This segment, originally recorded January 27th for Prison Radio, features Mumia Abu Jamal, reporting live from Death Row, commenting about the distinction between the illusion of change and the substance of change. He lends his support for Ms. McKinney's candidacy in this short three and a half minute audio recording. He can be written to at: Mumia Abu-Jamal; AM 8335; SCI-Greene; 175 Progress Drive; Waynesburg, PA 15370.

The Radical Alternative
[col. writ. 1/28/08] (c) '08 Mumia Abu-Jamal

In this age of political discontent, it seems clear that many Americans who plan to vote are voting for "change".

Just what kind of change is an open question. Will that change bring the first woman to the Oval Office? Or will it bring a Black man (or ,to some, a 1/2 Black man?)

Whatever, it is interesting that the nation's punditocracy, the talking heads who act like verbal sheepdogs of the American fleece, have almost totally ignored one candidate who can, in her single self, embody, not just the illusion, but the reality of "change", experience, a demonstrated stand against the Iraq War, and a life of living female.

I speak, of course, of Cynthia McKinney, the bold, outspoken former congresswoman from Georgia, who spoke out against the Iraq War when it wasn't popular.

She is running on the Green Party, according to published reports, but the media has virtually ignored this fact.

Her record of speaking out against the U.S. war machine, the military-industrial complex, and other issues of concern is head and shoulders above any of the other candidates running for office, on either party.

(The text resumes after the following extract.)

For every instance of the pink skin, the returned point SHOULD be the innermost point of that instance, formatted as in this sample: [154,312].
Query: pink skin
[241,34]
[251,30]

But, without the paid imprimatur of the corporate powers that be, it can be little more than an insurgent campaign, one kept safely to the margins of American politics, off the stage, and off the screen.

This is our loss, for the major candidates (or those supported by the corporate status quo) are, by their very nature, designed to split the votes of two significant blocs in the Democratic Party, which can only leave the loser feeling embittered.

Why not a real Black woman as a candidate?

Wouldn't that be a change?

And although all politics is symbolic, McKinney really is a woman of substance.

She has been politically courageous in many of her stands, which has made her persona non grata among both Republicans and Democrats.

That's because she's not a corporate candidate. She's proven in her career as a member of Congress that she won't be bought off. Of who else running today can the same be said?

People say they want 'change', but do they really?

Many people are terrified of change. They want the safety of the routine, the comfort of predictability.

That's because many people fear losing their already tenuous grip on their lifestyle.

But with millions of people facing foreclosure, and with the rest of the economy on the brink of free-fall, how much safety is apparent?

That's only an economic concern, what about foreign policy?

Foreign policy, for at least the last decade, has been handled (or should I say, mishandled?) by an array of incompetents who have succeeded only in making bad situations far worse.

Do people want change, or are they merely claiming that they do?

Cynthia McKinney would certainly represent that, in a way far more substantial and meaningful than anybody else out there.

Politicians should be far more than paid agents of the wealthy. They should be far more than millionaires working on behalf of other millionaires

Why are we not surprised that the U.S. Senate is a millionaires club?

How could such people have an appreciation of working people?
What do they really know about the poor?

Wouldn't Cynthia McKinney be a significant change?